Boyle E M, Maier R V, Salazar J D, Kovacich J C, O'Keefe G, Mann F A, Wilson A J, Copass M K, Jurkovich G J
Department of Surgery, Harborview Medical Center, University of Washington, Seattle 98104, USA.
J Trauma. 1997 Feb;42(2):260-5. doi: 10.1097/00005373-199702000-00013.
Historically, patients with deep posterior wounds underwent a formal celiotomy to rule out injury. Currently, we use a policy of selective management. The purpose of this review is to evaluate our experience with selective management to identify potential areas of further improvement.
This study includes 203 patients over a 10-year period. By changing from a policy of mandatory exploration to selective management the total celiotomy rate decreased from 100 to 24% and the therapeutic celiotomy rate increased from 15 to 80%.
In stable patients, a diagnostic peritoneal lavage should be performed as the initial diagnostic study. When diagnostic peritoneal lavage is negative, triple contrast computed tomography should be performed to evaluate the remaining retroperitoneal structures. Any suggestion of pericolonic extravasation of contrast or air, edema, or hemorrhage must be interpreted as a positive study and prompt consideration for operative exploration.

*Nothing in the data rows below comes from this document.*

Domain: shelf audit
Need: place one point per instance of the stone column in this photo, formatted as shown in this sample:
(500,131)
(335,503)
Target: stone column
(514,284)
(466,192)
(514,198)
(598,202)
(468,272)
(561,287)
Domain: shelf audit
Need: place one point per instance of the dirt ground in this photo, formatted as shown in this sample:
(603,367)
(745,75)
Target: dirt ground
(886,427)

以往,深部后位伤口患者需行正规剖腹术以排除损伤。目前,我们采用选择性处理策略。本综述的目的是评估我们选择性处理的经验,以确定进一步改进的潜在领域。
本研究纳入了10年间的203例患者。通过从强制探查策略转变为选择性处理,剖腹术总发生率从100%降至24%,治疗性剖腹术发生率从15%升至80%。
对于病情稳定的患者,应首先进行诊断性腹腔灌洗作为初始诊断检查。当诊断性腹腔灌洗结果为阴性时,应进行三重对比计算机断层扫描以评估其余腹膜后结构。任何提示结肠周围造影剂或气体外渗、水肿或出血的情况都必须被视为检查结果阳性,并促使考虑进行手术探查。